6

There are many questions on this topic, but I'm not sure if my regex is vulnerable or not. The following regex is what I use for email validation:

/^\w+([\.-]?\w+)*@\w+([\.-]?\w+)*(\.\w{2,3})+$/.test(email)

Because I'm using a * in a few places, I suspect it could be.

I'd like to be able to test any number of occurrences in my code for problems.

I'm using Node.js so this could shut down my server entirely given the single threaded nature of the event loop.

Gary
  • 909
  • 9
  • 26
  • 1
    Your regex for testing email is really poor. The best way to validate an email address is to send an email and check the return value. Please, have a look at these sites: [TLD list](https://www.iana.org/domains/root/db); [valid/invalid addresses](https://en.wikipedia.org/wiki/Email_address#Examples); [regex for RFC822 email address](http://www.ex-parrot.com/~pdw/Mail-RFC822-Address.html) – Toto Aug 22 '20 at 10:12
  • @Toto, that regex is intense! My new regex is simple; if the user doesn't get an email, he/she can't validate so even if it passes my checks, it's a sort of fruitless endeavor - /^.+@.+\.\w{2,3}$/.test(email) – Gary Aug 22 '20 at 17:05

2 Answers2

9

Good question. Yes, given the right input, it's vulnerable and a runaway regex is able to block the entire node process, making the service unavailable.
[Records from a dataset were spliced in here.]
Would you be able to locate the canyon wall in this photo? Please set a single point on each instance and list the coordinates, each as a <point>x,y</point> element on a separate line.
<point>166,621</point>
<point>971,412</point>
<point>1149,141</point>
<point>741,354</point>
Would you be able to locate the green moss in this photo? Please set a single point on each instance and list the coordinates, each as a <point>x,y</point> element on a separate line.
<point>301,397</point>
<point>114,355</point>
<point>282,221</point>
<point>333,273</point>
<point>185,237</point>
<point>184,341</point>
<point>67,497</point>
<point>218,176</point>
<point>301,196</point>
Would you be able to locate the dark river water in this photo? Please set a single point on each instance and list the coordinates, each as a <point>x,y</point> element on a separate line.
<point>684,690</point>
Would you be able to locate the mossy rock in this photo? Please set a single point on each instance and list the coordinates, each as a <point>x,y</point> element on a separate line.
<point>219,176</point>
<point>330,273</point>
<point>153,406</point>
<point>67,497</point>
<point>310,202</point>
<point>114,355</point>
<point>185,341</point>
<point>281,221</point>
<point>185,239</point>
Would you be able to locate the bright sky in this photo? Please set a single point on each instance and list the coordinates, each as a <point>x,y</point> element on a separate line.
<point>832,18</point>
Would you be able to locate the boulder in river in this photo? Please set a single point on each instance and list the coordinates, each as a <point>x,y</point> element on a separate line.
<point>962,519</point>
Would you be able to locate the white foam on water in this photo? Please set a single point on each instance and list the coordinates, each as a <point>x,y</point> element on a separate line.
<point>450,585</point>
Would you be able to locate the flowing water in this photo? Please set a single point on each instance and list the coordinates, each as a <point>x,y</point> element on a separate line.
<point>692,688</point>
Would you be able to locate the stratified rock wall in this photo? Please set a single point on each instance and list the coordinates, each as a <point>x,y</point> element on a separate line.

The basic example of a regex prone to catastrophic backtracking looks like

^(\w+)*$

a pattern which can be found multiple times in the given regex.
When the regex contains optional quantifiers and the input contains long sequences that cannot be matched in the end the JS regex engine has to backtrack a lot and burns CPU. Potentially ad infinitum if the input is long enough. (You can play with this on regex101 as well using your regex by adjusting the timeout value in the settings.)

In general,

  • avoid monstrosities,
  • use HTML5 input validation whenever possible (in the front-end),
  • use established validation libraries for common input, e.g. validator.js,
  • try to detect potentially catastrophic exponential-time regular expressions ahead of time using tools like safe-regex & vuln-regex-detector (those offer pretty much what you had in mind),
  • and know your stuff 1, 2, 3 (I think the third link explains the issue best).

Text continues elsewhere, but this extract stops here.